Sean McGuire

No. 12
- Position: Quarterback

Personal information
- Born: February 14, 1996 (age 29) Milwaukee, Wisconsin, U.S.
- Height: 6 ft 2 in (1.88 m)
- Weight: 218 lb (99 kg)

Career information
- High school: Franklin (Franklin, Wisconsin)
- College: Western Illinois
- NFL draft: 2019: undrafted

Career history
- Winnipeg Blue Bombers (2019–2022);

Awards and highlights
- 2× Grey Cup champion (2019, 2021); CFL rushing touchdowns leader (2021);

Career CFL statistics
- Passing completions: 15
- Passing attempts: 36
- Passing yards: 221
- TD–INT: 1–4
- Stats at CFL.ca

= Sean McGuire (Canadian football) =

American gridiron football player (born 1996)

Sean McGuire (born February 14, 1996) is an American former professional football quarterback for the Winnipeg Blue Bombers of the Canadian Football League (CFL). He played college football at Western Illinois.

==College career==
McGuire played college football for Western Illinois from 2014 to 2018.

==Professional career==
On May 15, 2019, McGuire signed with the Winnipeg Blue Bombers. He made he team as the third-string quarterback and dressed for all 18 regular season games where played sparingly, as he completed two passes from three attempts for 17 yards. He also dressed in all three post-season games, including his first Grey Cup championship where the Blue Bombers defeated the Hamilton Tiger-Cats in the 107th Grey Cup game.

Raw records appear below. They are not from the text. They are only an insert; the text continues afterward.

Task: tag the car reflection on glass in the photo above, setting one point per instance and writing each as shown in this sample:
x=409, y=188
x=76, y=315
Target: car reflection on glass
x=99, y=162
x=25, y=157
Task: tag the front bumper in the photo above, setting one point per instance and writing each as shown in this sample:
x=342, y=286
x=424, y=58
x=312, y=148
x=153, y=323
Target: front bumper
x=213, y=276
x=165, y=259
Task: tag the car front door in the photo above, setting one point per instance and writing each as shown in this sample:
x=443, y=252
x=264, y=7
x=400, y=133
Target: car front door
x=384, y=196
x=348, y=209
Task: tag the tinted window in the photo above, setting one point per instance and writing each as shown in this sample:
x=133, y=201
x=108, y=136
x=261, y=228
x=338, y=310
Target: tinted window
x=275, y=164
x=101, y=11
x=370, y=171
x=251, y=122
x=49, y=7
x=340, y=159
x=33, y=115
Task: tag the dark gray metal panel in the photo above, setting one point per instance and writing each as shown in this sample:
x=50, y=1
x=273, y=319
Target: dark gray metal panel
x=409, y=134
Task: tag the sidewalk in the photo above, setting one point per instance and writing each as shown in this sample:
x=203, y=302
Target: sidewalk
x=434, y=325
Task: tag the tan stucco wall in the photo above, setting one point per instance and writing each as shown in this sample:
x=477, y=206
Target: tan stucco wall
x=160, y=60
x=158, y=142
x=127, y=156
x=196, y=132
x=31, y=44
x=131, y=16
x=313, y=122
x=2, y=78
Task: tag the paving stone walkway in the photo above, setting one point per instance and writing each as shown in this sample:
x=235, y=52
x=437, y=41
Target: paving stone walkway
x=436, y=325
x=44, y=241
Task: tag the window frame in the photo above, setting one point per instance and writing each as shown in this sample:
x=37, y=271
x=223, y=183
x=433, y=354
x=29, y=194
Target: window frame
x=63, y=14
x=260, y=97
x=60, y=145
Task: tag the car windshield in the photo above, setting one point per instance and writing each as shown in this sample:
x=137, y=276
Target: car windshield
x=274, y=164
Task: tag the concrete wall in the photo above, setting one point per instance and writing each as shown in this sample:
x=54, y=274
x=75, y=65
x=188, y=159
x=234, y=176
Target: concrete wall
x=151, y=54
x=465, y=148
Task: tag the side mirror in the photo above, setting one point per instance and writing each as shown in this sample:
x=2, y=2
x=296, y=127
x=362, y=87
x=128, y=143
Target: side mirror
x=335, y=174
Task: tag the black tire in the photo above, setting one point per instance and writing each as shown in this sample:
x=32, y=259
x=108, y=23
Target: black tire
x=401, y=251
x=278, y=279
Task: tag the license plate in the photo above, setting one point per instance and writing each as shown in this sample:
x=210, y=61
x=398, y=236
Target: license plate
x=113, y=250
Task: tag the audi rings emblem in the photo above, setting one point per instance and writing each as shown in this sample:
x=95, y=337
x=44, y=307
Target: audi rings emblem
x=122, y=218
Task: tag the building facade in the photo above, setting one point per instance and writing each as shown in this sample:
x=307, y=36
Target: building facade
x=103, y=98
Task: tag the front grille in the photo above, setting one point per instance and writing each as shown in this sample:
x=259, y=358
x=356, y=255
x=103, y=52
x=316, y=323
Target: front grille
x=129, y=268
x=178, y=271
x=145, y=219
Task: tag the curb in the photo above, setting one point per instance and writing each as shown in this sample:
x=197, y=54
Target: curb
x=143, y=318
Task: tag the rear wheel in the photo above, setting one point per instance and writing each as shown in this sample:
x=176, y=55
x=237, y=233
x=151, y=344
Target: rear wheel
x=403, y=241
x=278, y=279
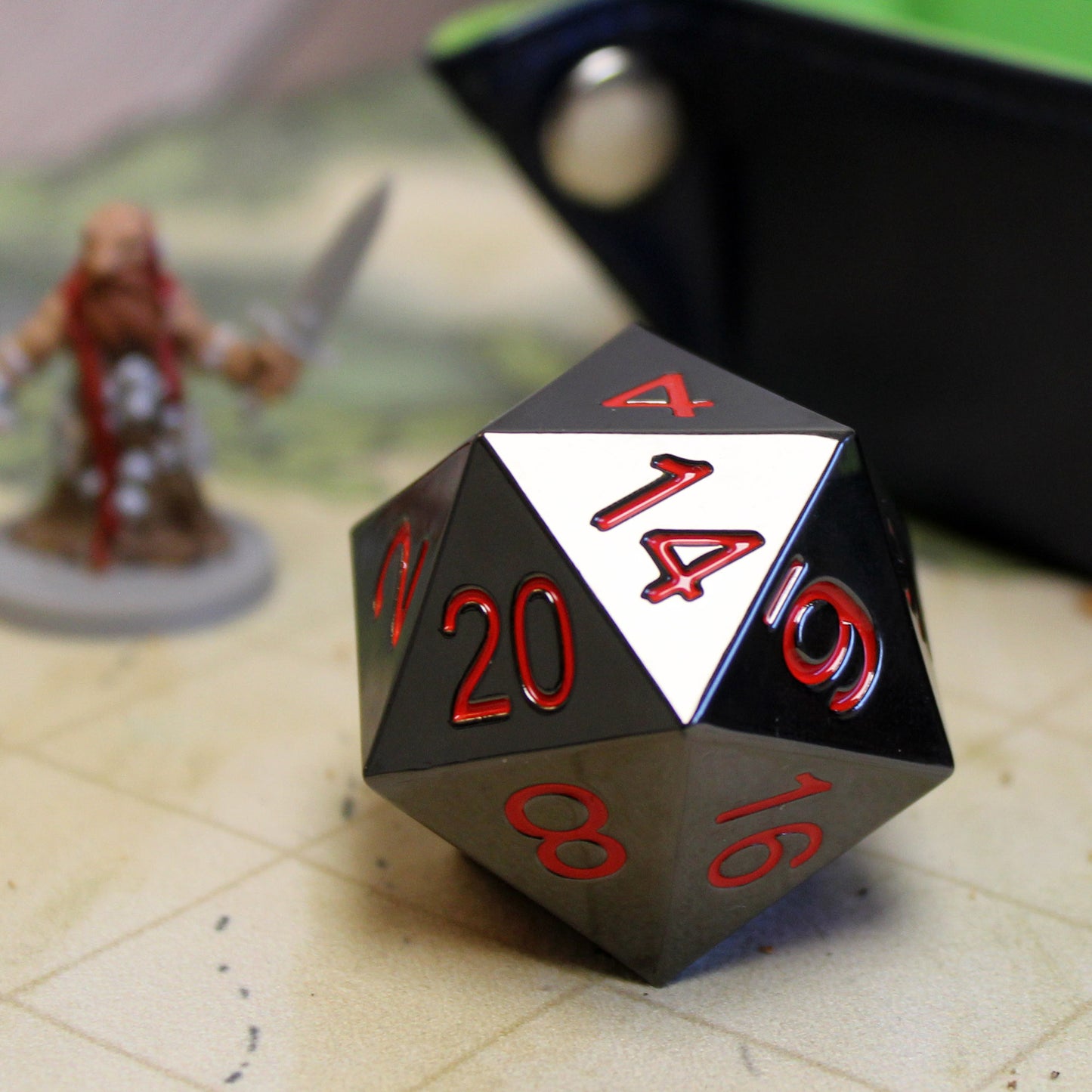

McGuire signed a one-year contract extension with the Blue Bombers on December 31, 2020. With the departure of the team's previous backup quarterback, Chris Streveler, to the National Football League, McGuire won the back-up position behind starting quarterback, Zach Collaros. McGuire was used regularly on the short yardage team and scored his first two career touchdowns on quarterback sneak plays on September 5, 2021, in the Labour Day Classic against the Saskatchewan Roughriders. With the Blue Bombers having already clinched the Western Division the Bombers announced that McGuire would be the team' starting quarterback for their Week 15 match against the Montreal Alouettes on November 13, 2021. McGuire completed 11 of 26 passes for 149 yards, a touchdown and four interceptions in his first CFL start as the Bombers were defeated 28–14 by the Alouettes.